On respect, Benner comments, "Even the term my husband or my wife carries potentially dangerous connotations of possession. Our husbands and wives are not our possessions. Nor are they extensions of us. My wife is separate from me." Respect supports the deep biblical notion we are unique individuals.
On absence of control, Benner also suggests this begins "with the abandonment of all agendas for change of the other person." He comments that "Genuine spiritual friendships wither under conditions of coercion and manipulation."
On dialogue, he notes that, "dialogue is the most important thing that soul friends actually do with each other." He comments that one of the risks accompanying genuine dialogue is the risk of change.
It's a gift--but it does take commitment and the labor of love to enter into authentic soul friendship between sexes--in marriage and beyond it.
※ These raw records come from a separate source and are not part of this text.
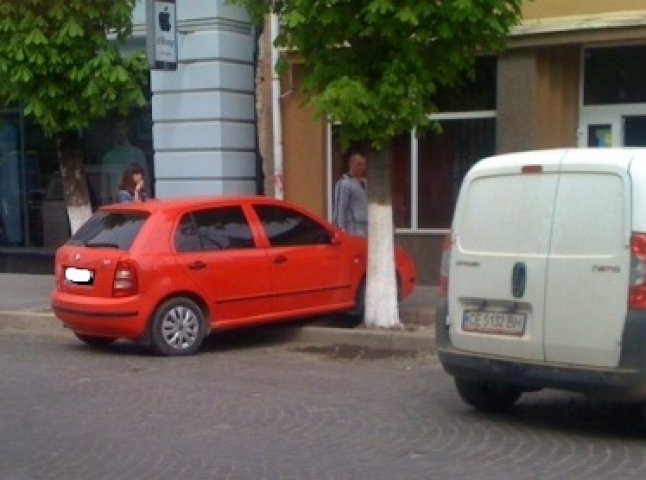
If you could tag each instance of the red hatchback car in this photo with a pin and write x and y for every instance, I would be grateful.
(167, 273)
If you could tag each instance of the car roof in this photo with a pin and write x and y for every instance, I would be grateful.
(155, 205)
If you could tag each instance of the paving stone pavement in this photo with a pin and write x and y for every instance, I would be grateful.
(24, 303)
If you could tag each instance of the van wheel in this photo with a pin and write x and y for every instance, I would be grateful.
(488, 396)
(94, 341)
(177, 327)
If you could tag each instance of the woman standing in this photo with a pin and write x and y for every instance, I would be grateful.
(131, 187)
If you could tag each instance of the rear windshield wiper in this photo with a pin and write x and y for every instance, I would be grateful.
(101, 245)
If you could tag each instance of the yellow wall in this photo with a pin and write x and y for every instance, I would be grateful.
(557, 8)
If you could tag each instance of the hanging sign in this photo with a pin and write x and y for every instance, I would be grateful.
(161, 34)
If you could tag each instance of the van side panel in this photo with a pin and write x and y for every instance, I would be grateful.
(503, 223)
(588, 267)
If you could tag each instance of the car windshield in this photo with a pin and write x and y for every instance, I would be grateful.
(110, 230)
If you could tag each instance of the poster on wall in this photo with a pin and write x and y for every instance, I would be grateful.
(161, 34)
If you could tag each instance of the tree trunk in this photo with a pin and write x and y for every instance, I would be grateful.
(381, 309)
(75, 189)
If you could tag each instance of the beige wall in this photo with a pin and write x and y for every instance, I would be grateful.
(304, 155)
(557, 8)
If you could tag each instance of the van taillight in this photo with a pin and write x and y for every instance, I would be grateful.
(444, 265)
(637, 288)
(125, 280)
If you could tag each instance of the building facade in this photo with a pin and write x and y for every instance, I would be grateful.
(196, 136)
(572, 76)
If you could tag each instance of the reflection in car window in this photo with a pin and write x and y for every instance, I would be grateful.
(217, 229)
(286, 227)
(186, 237)
(110, 229)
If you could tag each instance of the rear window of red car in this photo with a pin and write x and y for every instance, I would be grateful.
(110, 230)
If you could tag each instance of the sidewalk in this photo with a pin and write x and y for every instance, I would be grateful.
(24, 299)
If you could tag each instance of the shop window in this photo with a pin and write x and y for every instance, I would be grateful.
(468, 131)
(443, 161)
(614, 75)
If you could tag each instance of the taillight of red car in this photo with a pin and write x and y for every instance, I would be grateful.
(126, 281)
(444, 265)
(637, 287)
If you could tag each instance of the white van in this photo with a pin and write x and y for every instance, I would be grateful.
(544, 277)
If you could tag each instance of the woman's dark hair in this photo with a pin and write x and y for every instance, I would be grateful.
(127, 182)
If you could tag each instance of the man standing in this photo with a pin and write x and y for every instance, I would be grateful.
(350, 198)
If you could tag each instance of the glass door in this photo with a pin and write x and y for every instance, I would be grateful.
(634, 130)
(11, 178)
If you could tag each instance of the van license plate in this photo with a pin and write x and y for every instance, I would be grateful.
(498, 323)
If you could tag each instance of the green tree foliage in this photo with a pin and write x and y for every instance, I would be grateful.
(376, 65)
(57, 61)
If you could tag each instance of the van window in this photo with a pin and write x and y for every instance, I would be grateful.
(590, 216)
(507, 214)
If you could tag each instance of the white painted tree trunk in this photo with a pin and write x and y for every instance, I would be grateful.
(381, 309)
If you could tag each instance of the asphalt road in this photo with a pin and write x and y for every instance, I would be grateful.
(257, 408)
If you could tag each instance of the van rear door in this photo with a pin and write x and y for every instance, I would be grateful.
(588, 268)
(502, 230)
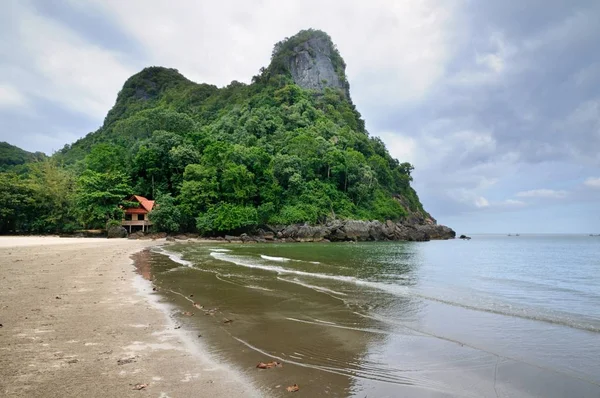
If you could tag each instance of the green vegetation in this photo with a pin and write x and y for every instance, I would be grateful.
(11, 157)
(217, 159)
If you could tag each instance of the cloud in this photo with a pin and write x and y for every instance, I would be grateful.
(543, 193)
(592, 182)
(54, 63)
(396, 50)
(482, 202)
(11, 97)
(484, 98)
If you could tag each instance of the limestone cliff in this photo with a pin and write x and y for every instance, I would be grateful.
(313, 61)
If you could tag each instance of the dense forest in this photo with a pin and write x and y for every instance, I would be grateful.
(215, 159)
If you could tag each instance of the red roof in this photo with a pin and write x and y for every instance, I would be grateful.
(145, 205)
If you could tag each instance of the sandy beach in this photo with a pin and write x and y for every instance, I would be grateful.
(76, 320)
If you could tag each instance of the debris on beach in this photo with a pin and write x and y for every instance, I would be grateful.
(125, 360)
(293, 388)
(269, 365)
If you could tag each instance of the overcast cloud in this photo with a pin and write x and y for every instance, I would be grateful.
(496, 103)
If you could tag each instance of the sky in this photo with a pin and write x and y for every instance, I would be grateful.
(495, 103)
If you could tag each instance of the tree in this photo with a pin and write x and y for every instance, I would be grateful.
(165, 216)
(17, 205)
(98, 197)
(227, 217)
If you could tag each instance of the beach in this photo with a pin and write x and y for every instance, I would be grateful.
(77, 320)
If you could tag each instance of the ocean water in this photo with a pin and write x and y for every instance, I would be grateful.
(496, 316)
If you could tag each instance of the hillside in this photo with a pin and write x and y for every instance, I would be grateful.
(11, 156)
(288, 148)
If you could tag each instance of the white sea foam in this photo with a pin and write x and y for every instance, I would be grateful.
(288, 271)
(278, 259)
(318, 288)
(175, 257)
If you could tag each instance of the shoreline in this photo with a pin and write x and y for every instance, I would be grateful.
(78, 320)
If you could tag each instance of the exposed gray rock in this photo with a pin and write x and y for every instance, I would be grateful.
(354, 230)
(116, 231)
(311, 66)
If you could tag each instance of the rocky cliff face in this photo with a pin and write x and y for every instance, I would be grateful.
(352, 230)
(312, 60)
(311, 65)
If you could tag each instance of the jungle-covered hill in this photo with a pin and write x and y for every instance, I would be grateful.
(288, 148)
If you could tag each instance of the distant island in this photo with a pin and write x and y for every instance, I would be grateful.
(287, 154)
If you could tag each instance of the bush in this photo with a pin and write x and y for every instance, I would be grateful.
(165, 216)
(227, 217)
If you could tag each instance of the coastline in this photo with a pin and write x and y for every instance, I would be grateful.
(77, 320)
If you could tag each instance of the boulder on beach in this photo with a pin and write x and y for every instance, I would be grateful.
(116, 231)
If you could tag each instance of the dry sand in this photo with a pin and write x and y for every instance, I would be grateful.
(77, 321)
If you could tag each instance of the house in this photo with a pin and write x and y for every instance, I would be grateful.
(136, 217)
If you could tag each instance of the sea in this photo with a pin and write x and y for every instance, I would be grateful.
(494, 316)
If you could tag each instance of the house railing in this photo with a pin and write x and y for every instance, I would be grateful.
(136, 222)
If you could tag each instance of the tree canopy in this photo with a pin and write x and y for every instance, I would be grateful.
(219, 159)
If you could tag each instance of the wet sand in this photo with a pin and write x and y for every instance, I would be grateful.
(78, 321)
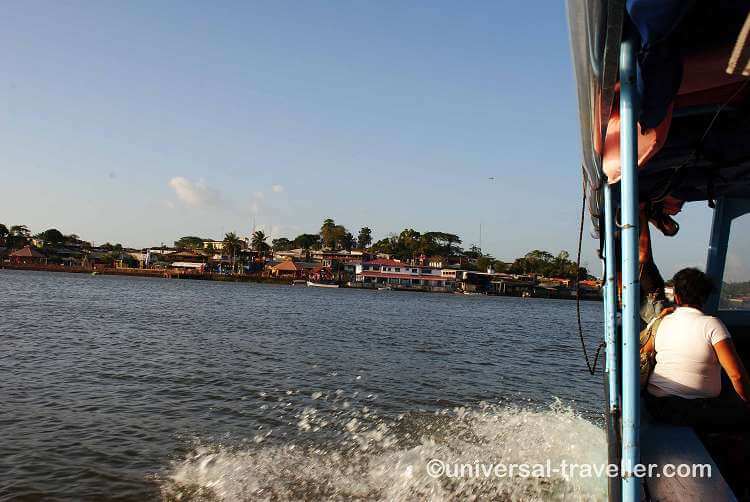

This is a strking thing when it comes to sex and intimacy in authentic friendship. This is such a complicated issue for Christians. On the one hand, many of us remember how "dirty" sex has been in Christian thinking and spirituality. Good, passionate, mutual sex hovers closely to eros--which is normally portrayed as selfish, egotistical, etc. On the other hand, there tends to be this other complicated assumption that sexual activity or even sexual passion between husband and wife produces oneness or authentic closeness/intimacy between husband and wife. Quite clearly, Christian couples do have sex, and one or both of them enjoy some of the pleasures of sex, and yet end up getting divorced or living such strained married lives.
The metaphor and reality of authentic friendship between sexes may be more helpful and healing for marriages than any popular Christian treatment of marriage or cultivating romance in marriage.